En toutes hypothèses, l’affactureur acquiert tous les droits et actions dont était titulaire l’adhérent.

Il peut ainsi les exercer en lieu et place de l’adhérent.

Si, toutefois, la subrogation a pour effet de substituer un créancier à un autre, elle ne change pas la créance.

Il en résulte que le créancier subrogé ne saurait acquérir plus de droits que n’en avait le créancier subrogeant.

L’adage nemo plus juris ad alium transfere potest quam ipse habet a ainsi vocation à s’appliquer en matière de subrogation.

La conséquence en est que le débiteur subrogataire est fondé à opposer au créancier subrogé (le factor) les mêmes exceptions que celles qu’il pouvait opposer au créancier subrogeant (l’adhérent).

Encore faut-il déterminer quelles sont les exceptions invocables.

  • Les exceptions inhérentes à la créance : elles sont toujours opposables
    • Le débiteur subrogataire est fondé à invoquer contre l’affactureur les exceptions nées avant la subrogation et qu’il pouvait opposer à l’adhérent.
    • Dès lors que les exceptions sont inhérentes à la créance, elles sont opposables même si elles se manifestent plus tard, car l’affactureur a acquis la créance avec ses qualités, mais aussi ses vices, quel que soit le moment de leur révélation
  • Les exceptions extérieures à la créance : elles sont parfois opposables
    • Principe : les exceptions extérieures ne sont prises en considération que si elles ont pris naissance avant la subrogation.
      • Ce moment est généralement celui de la remise de la quittance subrogative
      • Le débiteur pourra par exemple opposer à l’affactureur la compensation de sa dette avec les créances nées à son profit contre son fournisseur avant la subrogation, car cette compensation a opéré un double paiement
        • La dette dont le règlement lui est demandé est donc éteinte
        • elle n’a donc pu être transmise à l’affactureur.
      • Cette solution repose sur la transposition à la subrogation des règles admises pour les exceptions de compensation en matière de cession de créance
        • Pour rappel, l’article 1295, al. 2 du Code civil prévoit que « À l’égard de la cession qui n’a point été acceptée par le débiteur, mais qui lui a été signifiée, elle n’empêche que la compensation des créances postérieures à cette notification. »
    • Exception : le débiteur ne sera pas fondé à opposer les exceptions extérieures à la créance si elles sont nées après la subrogation
      • Toutefois, s’agissant de la compensation, il est admis que le débiteur peut opposer une compensation qui se réaliserait postérieurement à la subrogation, si sa créance est « connexe » à celle que le fournisseur a contre lui.
      • Pour mémoire, la jurisprudence retient une conception large de la connexité, en l’admettant dans trois hypothèses :
        • lorsque les créances prennent leur source dans un seul et même acte juridique créant des obligations à la fois pour le débiteur et pour le créancier.
        • lorsque les créances prennent leur source dans un accord-cadre régissant l’ensemble des rapports des parties.
        • lorsque les créances naissent d’une opération économique globale donnant lieu à une série de contrats dépendant d’un même accord contractuel.
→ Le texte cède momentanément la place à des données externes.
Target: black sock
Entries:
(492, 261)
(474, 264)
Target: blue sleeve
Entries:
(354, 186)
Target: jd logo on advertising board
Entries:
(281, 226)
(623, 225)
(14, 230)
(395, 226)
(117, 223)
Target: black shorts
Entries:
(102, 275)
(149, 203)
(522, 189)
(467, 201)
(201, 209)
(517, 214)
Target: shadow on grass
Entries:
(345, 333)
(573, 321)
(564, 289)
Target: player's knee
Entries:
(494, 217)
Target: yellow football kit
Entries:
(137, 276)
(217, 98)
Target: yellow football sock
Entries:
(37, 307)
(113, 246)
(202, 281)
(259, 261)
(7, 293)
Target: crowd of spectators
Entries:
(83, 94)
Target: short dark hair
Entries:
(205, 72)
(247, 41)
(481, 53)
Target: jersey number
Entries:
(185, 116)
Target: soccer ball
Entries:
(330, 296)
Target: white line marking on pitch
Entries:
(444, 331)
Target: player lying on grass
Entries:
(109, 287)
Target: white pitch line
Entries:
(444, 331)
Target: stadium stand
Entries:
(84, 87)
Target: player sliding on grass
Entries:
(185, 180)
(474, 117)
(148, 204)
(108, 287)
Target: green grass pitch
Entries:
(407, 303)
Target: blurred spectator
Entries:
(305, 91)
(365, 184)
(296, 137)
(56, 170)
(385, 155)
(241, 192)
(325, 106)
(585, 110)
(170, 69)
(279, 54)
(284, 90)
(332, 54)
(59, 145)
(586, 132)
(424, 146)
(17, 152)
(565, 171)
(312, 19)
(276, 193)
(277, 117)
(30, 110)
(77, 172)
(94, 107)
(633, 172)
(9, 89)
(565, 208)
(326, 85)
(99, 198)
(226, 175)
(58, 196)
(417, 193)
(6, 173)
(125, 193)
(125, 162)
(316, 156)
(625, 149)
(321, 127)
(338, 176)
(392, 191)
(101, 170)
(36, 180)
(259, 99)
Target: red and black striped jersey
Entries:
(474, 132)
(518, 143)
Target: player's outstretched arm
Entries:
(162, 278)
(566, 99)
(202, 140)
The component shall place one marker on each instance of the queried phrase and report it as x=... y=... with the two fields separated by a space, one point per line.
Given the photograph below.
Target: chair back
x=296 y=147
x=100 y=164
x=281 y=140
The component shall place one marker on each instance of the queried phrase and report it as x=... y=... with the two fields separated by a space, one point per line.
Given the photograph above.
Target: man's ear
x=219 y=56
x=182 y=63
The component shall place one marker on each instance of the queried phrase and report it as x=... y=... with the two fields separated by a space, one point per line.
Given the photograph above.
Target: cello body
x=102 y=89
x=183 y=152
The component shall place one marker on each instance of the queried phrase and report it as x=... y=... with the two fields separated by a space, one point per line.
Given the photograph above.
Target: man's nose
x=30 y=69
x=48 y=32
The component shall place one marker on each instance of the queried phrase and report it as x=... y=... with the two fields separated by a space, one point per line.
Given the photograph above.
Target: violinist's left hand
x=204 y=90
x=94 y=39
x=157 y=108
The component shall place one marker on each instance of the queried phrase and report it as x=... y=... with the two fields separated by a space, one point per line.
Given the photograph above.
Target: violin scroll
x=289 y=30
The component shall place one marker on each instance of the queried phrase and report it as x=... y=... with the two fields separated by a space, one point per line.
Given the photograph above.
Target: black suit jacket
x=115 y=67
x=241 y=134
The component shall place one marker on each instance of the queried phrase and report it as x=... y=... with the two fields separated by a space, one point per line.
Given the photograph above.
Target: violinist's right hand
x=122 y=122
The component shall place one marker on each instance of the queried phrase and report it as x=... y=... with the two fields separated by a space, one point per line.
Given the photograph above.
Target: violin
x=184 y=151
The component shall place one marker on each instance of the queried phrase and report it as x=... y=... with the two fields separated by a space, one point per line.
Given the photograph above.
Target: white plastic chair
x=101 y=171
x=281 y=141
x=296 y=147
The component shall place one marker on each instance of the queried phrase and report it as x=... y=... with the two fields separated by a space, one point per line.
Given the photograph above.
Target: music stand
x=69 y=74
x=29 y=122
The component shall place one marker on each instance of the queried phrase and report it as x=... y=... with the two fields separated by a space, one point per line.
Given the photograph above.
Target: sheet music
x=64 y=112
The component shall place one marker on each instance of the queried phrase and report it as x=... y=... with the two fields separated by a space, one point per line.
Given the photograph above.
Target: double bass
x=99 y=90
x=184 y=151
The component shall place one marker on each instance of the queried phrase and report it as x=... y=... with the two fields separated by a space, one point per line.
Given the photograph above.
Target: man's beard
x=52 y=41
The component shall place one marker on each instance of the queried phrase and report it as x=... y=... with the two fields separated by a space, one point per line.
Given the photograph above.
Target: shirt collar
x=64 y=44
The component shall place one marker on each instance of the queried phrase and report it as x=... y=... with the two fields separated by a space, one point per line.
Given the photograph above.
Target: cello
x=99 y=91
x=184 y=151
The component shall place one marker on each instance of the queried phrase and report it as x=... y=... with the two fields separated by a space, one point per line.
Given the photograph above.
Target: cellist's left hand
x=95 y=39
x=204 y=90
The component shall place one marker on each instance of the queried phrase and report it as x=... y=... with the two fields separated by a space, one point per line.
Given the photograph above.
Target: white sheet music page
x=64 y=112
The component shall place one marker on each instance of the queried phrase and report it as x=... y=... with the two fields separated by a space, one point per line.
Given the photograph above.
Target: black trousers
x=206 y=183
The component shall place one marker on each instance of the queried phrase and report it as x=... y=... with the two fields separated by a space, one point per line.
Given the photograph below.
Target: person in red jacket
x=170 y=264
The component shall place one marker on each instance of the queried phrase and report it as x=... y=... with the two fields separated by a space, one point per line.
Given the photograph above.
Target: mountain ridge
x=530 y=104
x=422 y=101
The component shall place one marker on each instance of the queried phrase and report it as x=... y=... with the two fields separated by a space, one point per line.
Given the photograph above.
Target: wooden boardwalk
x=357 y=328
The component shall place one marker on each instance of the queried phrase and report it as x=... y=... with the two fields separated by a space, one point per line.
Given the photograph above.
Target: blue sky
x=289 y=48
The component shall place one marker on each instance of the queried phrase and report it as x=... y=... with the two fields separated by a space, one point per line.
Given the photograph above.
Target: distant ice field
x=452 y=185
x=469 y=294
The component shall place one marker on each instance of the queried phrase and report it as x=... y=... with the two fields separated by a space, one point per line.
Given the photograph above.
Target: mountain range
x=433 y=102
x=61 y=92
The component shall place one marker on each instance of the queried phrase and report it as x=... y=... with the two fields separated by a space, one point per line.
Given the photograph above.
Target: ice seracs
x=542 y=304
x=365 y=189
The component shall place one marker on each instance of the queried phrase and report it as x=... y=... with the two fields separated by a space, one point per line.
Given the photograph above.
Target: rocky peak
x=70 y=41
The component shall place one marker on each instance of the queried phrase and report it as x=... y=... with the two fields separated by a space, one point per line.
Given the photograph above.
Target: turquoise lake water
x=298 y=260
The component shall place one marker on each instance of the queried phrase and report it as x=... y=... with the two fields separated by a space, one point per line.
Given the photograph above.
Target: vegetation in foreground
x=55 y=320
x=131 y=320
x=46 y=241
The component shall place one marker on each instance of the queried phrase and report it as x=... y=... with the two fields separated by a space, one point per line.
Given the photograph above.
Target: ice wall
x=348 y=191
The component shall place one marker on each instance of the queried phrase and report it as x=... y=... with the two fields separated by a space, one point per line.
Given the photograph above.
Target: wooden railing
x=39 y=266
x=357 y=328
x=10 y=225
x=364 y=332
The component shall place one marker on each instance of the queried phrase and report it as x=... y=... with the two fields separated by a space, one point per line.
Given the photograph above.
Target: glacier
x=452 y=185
B) Le recours de l’affactureur contre l’adhérent subrogeant

En principe, l’affactureur ne dispose d’aucun recours contre l’adhérent en cas de non-paiement du débiteur subrogataire.

Et pour cause, car pèse sur l’affactureur une obligation de garantie ! C’est là tout l’intérêt de l’affacturage pour l’adhérent.

L’adhérent n’en demeure pas moins garant de l’existence de la créance transférée au factor.

Comme en matière de cession de créance, l’adhérent subrogeant répond de l’existence et de la licéité de la créance transmise.

Ainsi, en cas de transmission d’une créance fictive, l’affactureur dispose d’un recours en répétition de l’indu contre l’adhérent (Cass. com. 7 juin 1994, no 93-11.340 , Bull. civ. IV, no 202).